Over the years, I’ve collected more than 2,000 books – each one full of promise. Yet I often struggle to find the time to read them. In Nyegina in Musoma Rural district, where I oversee a library project near a secondary school, we face a similar challenge: getting students to read beyond the syllabus.
Growing up, a bookshelf was a permanent fixture in our sitting room. It held no more than 200 books, but it likely sparked my lifelong preference for them. In college, I developed a deeper urge to explore their content – even buying titles I remembered from that childhood shelf. The irony is that while I’ve done remarkably well collecting books over the years, I haven’t matched that success when it comes to actually reading them.
A key project under the Madaraka Nyerere Library and Community Resource Center is an early reading program for primary school children. In addition to Nyegina Secondary School, which is directly across from the library, we also have Nyegina Primary A and B schools nearby. Yet, the results – measured by how often secondary school students use the library – remain discouraging. Among those who do visit, most limit themselves strictly to syllabus-based materials, rarely exploring beyond required texts. I hesitate to cite poverty as the reason some parents don’t pay the small membership fee for library access, especially when the same families regularly contribute to weddings and other community celebrations.
We must begin to see reading not as an obligation, but as a habit worth forming. Obligations come with pressure and expectations; they are tasks we must fulfill. Habits, on the other hand, are routines we choose and gradually internalize. While we may resist obligations, habits become part of our identity – sustained not by force, but by familiarity and eventually, enjoyment.
A few decades ago, far fewer interest groups competed for the public’s attention. It’s no surprise we had more time to read. Today, attention is a commodity – one that drives profit – so we’re constantly pursued and distracted by content creators, digital platforms, and endless apps.
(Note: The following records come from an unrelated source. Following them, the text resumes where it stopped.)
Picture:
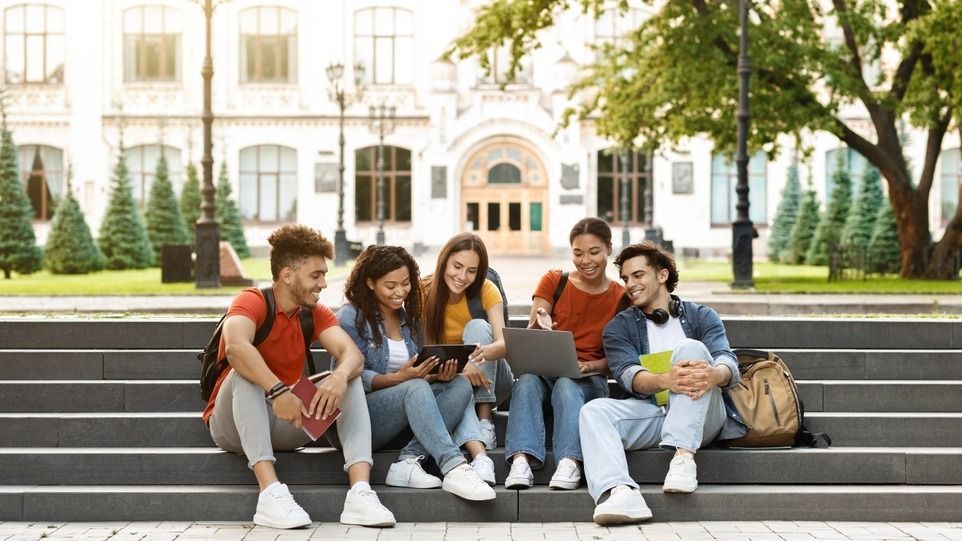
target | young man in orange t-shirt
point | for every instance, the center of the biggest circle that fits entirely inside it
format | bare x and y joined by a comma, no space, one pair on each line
252,410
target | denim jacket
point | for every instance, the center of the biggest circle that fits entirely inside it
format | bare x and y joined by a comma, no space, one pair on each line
375,355
626,337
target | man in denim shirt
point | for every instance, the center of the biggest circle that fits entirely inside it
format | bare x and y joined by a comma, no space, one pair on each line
702,365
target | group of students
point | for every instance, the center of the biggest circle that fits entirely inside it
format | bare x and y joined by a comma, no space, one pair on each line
383,390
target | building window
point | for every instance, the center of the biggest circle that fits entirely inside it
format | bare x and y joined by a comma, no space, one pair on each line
41,168
397,184
724,179
152,44
268,183
384,45
950,177
268,47
610,175
142,164
33,49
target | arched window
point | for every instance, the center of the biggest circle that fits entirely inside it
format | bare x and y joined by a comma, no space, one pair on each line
397,184
724,179
610,175
268,183
152,36
41,168
142,165
33,47
384,45
268,50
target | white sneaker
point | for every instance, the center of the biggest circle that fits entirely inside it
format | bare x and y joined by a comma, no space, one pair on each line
484,467
488,436
463,481
363,508
520,476
276,508
567,476
624,505
408,473
682,475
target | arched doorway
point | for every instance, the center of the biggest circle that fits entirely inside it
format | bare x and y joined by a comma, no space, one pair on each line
504,197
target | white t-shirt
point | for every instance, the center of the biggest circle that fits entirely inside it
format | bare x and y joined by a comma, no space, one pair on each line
397,355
Traditionally, elders in our communities shared stories with children around evening firesides. If this custom were revived and nurtured, it could serve as a natural gateway to literacy – first through oral storytelling, then through written versions of those tales. Strengthening this cultural practice could feed directly into reading clubs in primary schools, building the next layer of a lasting reading culture.
It may sound amusing to suggest that adults start with reading just one book a year, then two the next, and so on – but such gradual steps could turn a chore into a cherished habit. Over time, the pressure to read fades, and the joy of reading begins to take root.
Books alone will not build readers; it is the culture we create around them that will turn pages and nurture an informed society.